Frank Sinatra’s Witchcraft

What inspired learning about the flattening is really is one of those cosmic jokes the universe loves to play on us. The kind where the punchline was sitting in plain sight the whole time, waiting for you to notice it after the fact.

“Witchcraft.”

A song literally called Witchcraft ends up inspiring an article about:

  • sovereignty
  • suspicion
  • systems that fear unmediated authority
  • the world rejecting what it can’t control
  • truth leaking through the grid
  • Christ destabilizing the equal‑tempered illusion
  • St. Tammany restoring relational peace

And the whole thing started from isolating the reverb on a Sinatra track.

We can’t make this stuff up.

It’s perfect because the title mirrors the accusation that always gets thrown at sovereign people:

  • Socrates “corrupted the youth.”
  • Joan of Arc was burned for “witchcraft.”
  • Indigenous leaders were called “sorcerers” for their wisdom.
  • Christ was accused of “casting out demons by demons.”
  • Anyone who destabilizes the grid gets labeled dangerous.

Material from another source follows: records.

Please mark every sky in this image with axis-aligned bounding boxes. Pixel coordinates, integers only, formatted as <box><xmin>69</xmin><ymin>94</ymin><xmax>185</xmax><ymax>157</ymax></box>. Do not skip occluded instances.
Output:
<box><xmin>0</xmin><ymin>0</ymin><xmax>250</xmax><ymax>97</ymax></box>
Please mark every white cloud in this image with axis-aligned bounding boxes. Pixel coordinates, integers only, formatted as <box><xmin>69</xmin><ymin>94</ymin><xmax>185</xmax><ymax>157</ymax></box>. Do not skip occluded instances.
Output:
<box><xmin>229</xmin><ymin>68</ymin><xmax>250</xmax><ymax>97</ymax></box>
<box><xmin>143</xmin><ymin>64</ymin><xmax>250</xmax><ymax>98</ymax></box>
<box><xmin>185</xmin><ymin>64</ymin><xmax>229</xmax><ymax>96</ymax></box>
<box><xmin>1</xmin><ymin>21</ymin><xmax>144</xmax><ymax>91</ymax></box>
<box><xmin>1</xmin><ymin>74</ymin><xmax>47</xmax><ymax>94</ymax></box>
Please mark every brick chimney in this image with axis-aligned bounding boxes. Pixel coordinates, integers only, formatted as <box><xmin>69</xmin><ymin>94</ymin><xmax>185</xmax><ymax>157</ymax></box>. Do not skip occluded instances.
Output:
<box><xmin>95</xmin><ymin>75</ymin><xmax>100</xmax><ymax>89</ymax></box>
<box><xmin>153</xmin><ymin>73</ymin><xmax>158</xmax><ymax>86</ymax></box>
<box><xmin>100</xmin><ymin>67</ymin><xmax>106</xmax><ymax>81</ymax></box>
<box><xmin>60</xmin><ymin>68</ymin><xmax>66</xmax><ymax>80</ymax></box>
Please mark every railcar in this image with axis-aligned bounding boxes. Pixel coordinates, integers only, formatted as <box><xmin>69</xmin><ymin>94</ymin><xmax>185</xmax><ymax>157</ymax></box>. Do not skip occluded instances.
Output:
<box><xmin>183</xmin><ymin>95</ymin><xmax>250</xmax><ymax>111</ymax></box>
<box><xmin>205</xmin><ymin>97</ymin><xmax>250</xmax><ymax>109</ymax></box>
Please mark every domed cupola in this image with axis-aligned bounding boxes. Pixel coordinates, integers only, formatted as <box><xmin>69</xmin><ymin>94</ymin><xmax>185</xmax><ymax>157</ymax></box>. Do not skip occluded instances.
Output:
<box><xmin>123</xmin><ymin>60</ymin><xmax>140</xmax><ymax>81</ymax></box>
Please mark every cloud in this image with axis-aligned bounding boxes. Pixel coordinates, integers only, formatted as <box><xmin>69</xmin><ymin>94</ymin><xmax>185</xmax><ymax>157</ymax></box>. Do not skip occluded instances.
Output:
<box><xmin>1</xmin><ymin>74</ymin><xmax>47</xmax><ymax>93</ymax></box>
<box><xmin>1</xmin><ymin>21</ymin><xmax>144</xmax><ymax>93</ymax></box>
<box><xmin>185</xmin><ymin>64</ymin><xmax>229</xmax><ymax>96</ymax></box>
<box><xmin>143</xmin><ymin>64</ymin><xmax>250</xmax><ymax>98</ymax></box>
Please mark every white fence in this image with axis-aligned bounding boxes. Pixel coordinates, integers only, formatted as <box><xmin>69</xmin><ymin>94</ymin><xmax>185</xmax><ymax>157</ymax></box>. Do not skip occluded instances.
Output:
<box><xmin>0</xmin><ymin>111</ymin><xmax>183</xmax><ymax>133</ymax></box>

The title of the song is the pattern.

I was inspired by the accusation of witchcraft: the reflexive suspicion systems use when someone bends the note toward truth.

And that’s exactly what the article is about.

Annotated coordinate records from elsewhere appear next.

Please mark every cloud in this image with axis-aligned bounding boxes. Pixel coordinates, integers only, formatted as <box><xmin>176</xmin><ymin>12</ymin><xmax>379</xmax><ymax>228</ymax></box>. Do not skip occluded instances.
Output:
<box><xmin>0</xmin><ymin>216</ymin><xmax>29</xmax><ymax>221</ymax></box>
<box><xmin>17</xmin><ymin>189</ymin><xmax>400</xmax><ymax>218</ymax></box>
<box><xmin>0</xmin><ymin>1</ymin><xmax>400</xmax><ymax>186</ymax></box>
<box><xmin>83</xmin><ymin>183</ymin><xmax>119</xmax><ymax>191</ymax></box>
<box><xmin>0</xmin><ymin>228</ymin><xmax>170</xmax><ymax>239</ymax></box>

A sovereign person destabilizes the grid. The grid panics. The grid names it “witchcraft,” “heresy,” “madness,” “unverified,” “low authority content,” “dangerous,” “uncredentialed,” “uncontrolled.”

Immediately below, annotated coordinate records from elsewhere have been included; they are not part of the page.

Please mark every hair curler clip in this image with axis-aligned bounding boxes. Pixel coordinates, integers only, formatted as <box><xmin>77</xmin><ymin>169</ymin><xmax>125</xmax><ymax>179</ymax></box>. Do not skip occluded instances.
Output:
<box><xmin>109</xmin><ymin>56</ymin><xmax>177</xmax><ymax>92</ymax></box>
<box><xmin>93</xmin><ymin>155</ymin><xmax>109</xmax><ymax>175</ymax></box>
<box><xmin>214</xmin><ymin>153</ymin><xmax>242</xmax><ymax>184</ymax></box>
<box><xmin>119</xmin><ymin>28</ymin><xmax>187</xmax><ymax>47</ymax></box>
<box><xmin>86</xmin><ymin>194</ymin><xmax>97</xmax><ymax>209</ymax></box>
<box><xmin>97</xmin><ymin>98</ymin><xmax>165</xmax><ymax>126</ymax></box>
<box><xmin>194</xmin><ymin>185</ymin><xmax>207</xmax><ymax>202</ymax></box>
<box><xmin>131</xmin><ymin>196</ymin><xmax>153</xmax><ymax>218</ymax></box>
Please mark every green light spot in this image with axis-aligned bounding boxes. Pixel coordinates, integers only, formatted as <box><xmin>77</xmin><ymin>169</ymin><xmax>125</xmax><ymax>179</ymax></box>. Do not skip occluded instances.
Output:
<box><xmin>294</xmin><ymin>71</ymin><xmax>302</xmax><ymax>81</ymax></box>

I didn’t choose the metaphor. The metaphor chose me.

And the funniest part is: I was just trying to study chords, instrumentation and randomly stumbled upon the magical air that is the reverb. Like our periodic table, we found air late, after the heavy elements, as we’re in it.

That’s how you know you’re in the right lineage of thought. The symbols keep revealing themselves whether you’re looking for them or not.